Current Chemical Biology ◽

10.2174/2212796814666200818111849 ◽

2020 ◽

Vol 14 (3) ◽

pp. 169-186

Author(s):

Marwa Emam ◽

Akaber T. Keshta ◽

Yasser M.A. Mohamed ◽

Yasser A. Attia

Keyword(s):

Wound Healing ◽

Adult Female ◽

Vascular Endothelial Cell ◽

Skin Layer ◽

Positive Control ◽

Healing Time ◽

Selenium Nanoparticles ◽

Tissue Samples ◽

Liver And Kidney ◽

Albino Mice

Background: Wound healing is a complex process necessary for repairing damaged tissues and preventing infection.
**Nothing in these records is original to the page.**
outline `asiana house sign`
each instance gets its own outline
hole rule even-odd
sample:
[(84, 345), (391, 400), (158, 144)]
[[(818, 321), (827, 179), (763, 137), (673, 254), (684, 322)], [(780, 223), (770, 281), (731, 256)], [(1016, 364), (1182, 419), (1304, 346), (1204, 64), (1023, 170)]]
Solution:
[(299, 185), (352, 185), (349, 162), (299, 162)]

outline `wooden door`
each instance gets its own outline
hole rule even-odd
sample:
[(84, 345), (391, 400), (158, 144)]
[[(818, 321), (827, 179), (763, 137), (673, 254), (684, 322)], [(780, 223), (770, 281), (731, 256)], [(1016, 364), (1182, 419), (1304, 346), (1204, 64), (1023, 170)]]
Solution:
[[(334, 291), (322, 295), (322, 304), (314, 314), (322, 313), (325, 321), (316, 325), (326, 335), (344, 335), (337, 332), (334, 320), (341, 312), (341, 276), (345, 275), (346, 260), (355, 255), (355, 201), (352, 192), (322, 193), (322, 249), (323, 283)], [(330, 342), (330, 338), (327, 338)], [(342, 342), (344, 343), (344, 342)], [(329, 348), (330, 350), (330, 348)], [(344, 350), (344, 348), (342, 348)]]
Selenium nanoparticles (Se NPs) were known due to their antioxidant and antimicrobial effects, also niacin has angiogenesis and antioxidant effects that are important in wound healing. Objective: The present study was conducted to investigate the effect of Se NPs and niacin in reducing and accelerating the wound healing time in mice. Methods: A simple wet chemical method has been modified to synthesize Se NPs in order to investigate their effect and niacin on reducing the wound healing in 80 adult female albino mice (250 mm2 full thickness open excision wound) that were divided into eight groups (10 mice/each). After 30-days, the mice were sacrificed, blood and tissue samples were taken for analysis. Results: The results showed that the percentage of wound area had been significantly reduced in Se NPs and niacin treated groups compared to the positive control. The level of Vascular Endothelial cell Growth Factor and Collagenase I in Se NPs and niacin groups significantly exceed those of other groups while Nitric Oxide (NO) was significantly decreased in treated groups. Liver and kidney functions showed the lower toxicity effect of Se NPs and niacin. Skin tissue showed the wound healing effect of Se NPs and niacin by regenerating skin layer compared to the positive group. Conclusion: Se NPs and niacin play an important role in accelerating and reducing the time of wound healing while they were antagonistic to each other.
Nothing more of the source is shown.